The fears of the forest entrepreneurs

And how do the forestry entrepreneurs see the situation? Is the flying saw a rival to their businesses? Harbeke says no: "Primarily we fly our assignments in steep, inaccessible terrain. That is to say, everywhere where it would not only be time and cost intensive to clear the power line corridors by hand, but also where it would be very dangerous. Where the access roads are good, the forestry entrepreneurs still do their job. On top of that they often carry out preliminary work, felling small, short trees." On average the helicopter saw, which has a cutting surface of 6 m, can trim a tree stand along a length of around two kilometres in one hour, at a cost of around CHF 4,000.- to CHF 5,000.-. "A forestry enterprise with five workers would need a week to do this work", says Thomas Harbeke.

Another advantage of trimming by helicopter is the minimum time the power lines need to be disconnected from the net. The future aim of the energy providers is to not have to turn off the net at all: "At present we are working together with the Berner Kraftwerke Energy Ltd (BKW Ltd) on a system which would permit us to work with live power lines. In the future we want to use carbon tubes instead of aluminium ones therefore completely decoupling the helicopter from the saw."
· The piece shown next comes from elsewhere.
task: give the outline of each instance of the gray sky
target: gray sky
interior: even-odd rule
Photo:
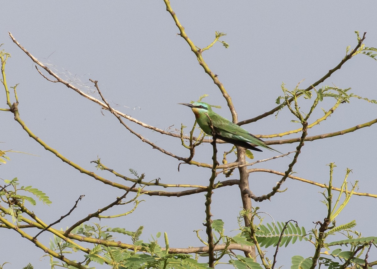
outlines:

General Manager, Thomas Harbeke is not worried about getting jobs: in Switzerland especially but also in Italy and France he has ascertained that there is a considerable backlog of necessary maintenance to power line corridors.

Helimatic first worked in Switzerland in 2003 for the Romande Energie RE. Further customers are the Elektrizitätswerk Obwalden (EWO), the Elektrizitätswerk Reichenbach (EWR), the Berner Kraftwerke (BKW), the Aziende Industriali di Lugano (AIL) and finally in June 2009 the Società Elettrica Soprecenerina (SES).